General information
- Type: Single seat aerobatic glider
- National origin: Romania
- Manufacturer: Întreprinderea de industrie Locală (IIL)
- Designer: Iosif Șilimon
- Number built: small number

History
- First flight: 16 December 1959

= IIL IS-11 =

Aerobatic, single seat glider

The IIL IS-11 was an aerobatic, single seat glider, designed and built in Romania in 1959. It was built in small numbers.

==Design and development==
From about 1950 to his death in February 1981, Iosif Silimon was Romania's most prominent glider designer, his aircraft distinguished by his initials. His single seat IS-11 was a wooden, high wing aerobatic sailplane.

The cantilever high wing of the IS-11 was mounted with a dihedral of 2.5°. It was built around a single spar with a plywood covered torsion box ahead of it around the leading edge. The rest of the wing was also ply covered. In plan the wing was symmetrically straight tapered. Its mass balanced ailerons were slotted and fabric over ply covered. The IS-11 had short span spoilers, opening both above and below the wing, mounted at mid-chord just inboard of the ailerons. The wing tips carried the small, streamlined bodies known as salmons, common at the time.

The fuselage of the IS-11 was an oval section plywood monocoque.
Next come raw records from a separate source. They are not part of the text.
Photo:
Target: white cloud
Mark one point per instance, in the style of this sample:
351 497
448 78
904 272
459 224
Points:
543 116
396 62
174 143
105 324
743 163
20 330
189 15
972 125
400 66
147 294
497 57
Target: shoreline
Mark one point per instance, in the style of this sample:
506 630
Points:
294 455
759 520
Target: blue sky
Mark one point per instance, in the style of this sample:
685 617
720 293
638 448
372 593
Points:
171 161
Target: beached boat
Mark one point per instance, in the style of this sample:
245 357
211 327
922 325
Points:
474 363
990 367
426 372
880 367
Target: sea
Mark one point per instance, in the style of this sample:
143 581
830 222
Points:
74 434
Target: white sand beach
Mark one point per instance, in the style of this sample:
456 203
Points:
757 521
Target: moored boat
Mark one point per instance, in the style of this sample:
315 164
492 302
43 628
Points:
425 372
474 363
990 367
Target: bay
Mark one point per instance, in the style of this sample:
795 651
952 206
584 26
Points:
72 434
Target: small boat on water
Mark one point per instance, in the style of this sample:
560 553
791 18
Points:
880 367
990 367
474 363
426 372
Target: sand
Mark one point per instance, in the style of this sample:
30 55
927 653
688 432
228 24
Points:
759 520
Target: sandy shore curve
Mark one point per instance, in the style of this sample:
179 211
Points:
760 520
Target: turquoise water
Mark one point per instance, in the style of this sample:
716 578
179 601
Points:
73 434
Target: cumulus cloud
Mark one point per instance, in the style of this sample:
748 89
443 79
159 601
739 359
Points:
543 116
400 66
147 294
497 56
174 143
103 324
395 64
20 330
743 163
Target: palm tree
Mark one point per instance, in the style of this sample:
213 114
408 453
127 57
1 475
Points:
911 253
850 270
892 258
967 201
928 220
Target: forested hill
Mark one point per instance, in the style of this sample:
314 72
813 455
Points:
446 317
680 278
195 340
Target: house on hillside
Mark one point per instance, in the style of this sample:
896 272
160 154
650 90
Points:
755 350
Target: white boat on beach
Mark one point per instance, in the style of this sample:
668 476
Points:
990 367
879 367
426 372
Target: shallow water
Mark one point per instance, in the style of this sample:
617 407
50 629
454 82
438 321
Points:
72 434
The pilot sat in a semi-reclining position in a single seat cockpit under a single piece, side opening perspex canopy which, with a short, fixed transparency behind it stretched from the nose into the leading edge of the wing. Its undercarriage comprised a very short, rubber sprung skid under the nose and a fixed, unsprung monowheel semi-recessed into the fuselage under the forward wing and fitted with a brake. From the high wing the fuselage tapered aft to a conventional empennage. A narrow, ply covered fin and a fabric covered rudder which extended down to the keel together formed a straight edged vertical tail with rounded heel and tip. The fin also mounted a straight edged, fabric over ply covered tailplane placed just above the fuselage, carrying straight tapered, similarly skinned elevators. These were balanced by a bob weight within the fuselage and had gaps both at their roots to clear the fin and at their tips to clear rearward tailplane extensions, with a small central cut out for rudder movement. There was a trim tab on the starboard elevator and a tail bumper under the rudder hinge.

The IS-11 was first flown on 16 December 1959 and a few more were built during 1961.